Silver Spring: A Hater's Poll


Ok, let's settle this once and for all. What is the worst thing about Silver Spring? Responses are a selection of gripes from commenters over the years. No doubt I forgot some important complaints, so feel free to select "other" and note it in the comments. The poll will remain open through Sunday.

online surveys

Tuesday, February 12, 2013

MoCo's Traffic Cameras: Cash Grab or Benefit to Public Safety? Both?

As anyone who drives the streets of Montgomery County has surely noticed, the proliferation of speed cameras has proceeded apace since the devices were legalized seven years ago. Now we welcome Silver Spring's newest speed camera, recently installed on 16th Street just before the 2nd Avenue intersection. I'm not entire sure if it's one of the obvious models that rest atop a pole, or one of those shorter, more devious, droid-looking ones that are much harder to spot (there's one on the 9000 block of Georgia Avenue). No doubt the county's accounts receivable has increased by tens of thousands in the brief time that this device has been in operation.

I've never really been particularly keen on traffic cameras, as I always saw them as more as a revenue-generating mechanism for municipalities rather than a real deterrent. Furthermore, most of the money isn't even collected by the county - it goes into the pockets of the company that operates the camera. I suppose cameras do have the effect of slowing down some drivers, but it tends to often do so in a way that creates erratic driving that is dangerous in a way different from speeding.
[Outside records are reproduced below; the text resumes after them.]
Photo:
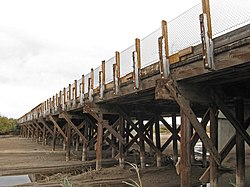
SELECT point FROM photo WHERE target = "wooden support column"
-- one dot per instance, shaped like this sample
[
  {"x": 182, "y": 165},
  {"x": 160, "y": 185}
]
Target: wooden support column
[
  {"x": 214, "y": 138},
  {"x": 68, "y": 127},
  {"x": 113, "y": 140},
  {"x": 54, "y": 139},
  {"x": 137, "y": 65},
  {"x": 185, "y": 160},
  {"x": 44, "y": 135},
  {"x": 175, "y": 145},
  {"x": 157, "y": 140},
  {"x": 77, "y": 143},
  {"x": 84, "y": 146},
  {"x": 37, "y": 133},
  {"x": 240, "y": 145},
  {"x": 102, "y": 80},
  {"x": 99, "y": 145},
  {"x": 142, "y": 144},
  {"x": 121, "y": 146}
]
Drivers spot the camera at the last second and hit their brakes, causing a danger to the vehicle following immediately behind. I've seen this happen countless times on Wayne Avenue and elsewhere.

I imagine that most fines are issued to those who don't regularly use the route on which the camera is placed. Locals know where the speed cameras are and will often temporarily slow down when they approach them, speeding up immediately after the camera's range is cleared. I have to wonder if they are significantly decreasing the number of speeders on a particular route if the offenders don't drive that stretch of road frequently.

Last week it so happened that I had two separate experiences with speed cameras that left me somewhat conflicted on the whole practice. Over the weekend I received a speed camera violation ticket from the City of Greenbelt that stated I was 13 miles over the limit on a certain stretch of road in that municipality. The problem was that I have not been to Greenbelt in years, and the car in the accompanying photos was definitely not my vehicle. WTF? After some research, I determined that the offender was using my old tags, which I had returned to the MVA months ago. They had re-issued the plates to a new driver, but I guess no one ever bothered to update their records to reflect this fact. Of course, I could have challenged the citation in court, but when weighing using a vacation day to sit in a Greenbelt courtroom versus just paying a $40 fine for a crime I didn't commit, I was leaning towards the latter (very bitterly, though). Fortunately, I was able to resolve the whole thing over the phone, though it took four days and really left me wondering how reliable the whole camera system is.

Fast forward to last Friday evening, when I was driving northbound on 16th Street and a white Volvo with DC plates went flying past me and dangerously cut between myself and another car. I immediately recalled the speed camera that had just been installed a couple blocks ahead and made sure to keep pace enough with this clown to fully enjoy the schadenfreude I would experience at the instant he was issued a ticket. I was not disappointed, as I saw the camera's flash pop as he sped by. At least for that moment I had a much more favorable opinion of speed cameras.

I'm a little more accepting of red light cameras, though I don't know what the hell is up with the one at Colesville and Dale Drive. I swear the thing is always snapping photos of my car, even when I come to a standard stop at a red light. I have seen it flashing over and over for cars that have not violated any traffic laws. I guess it may take photos preemptively, though it is very distracting to see the flash constantly going off.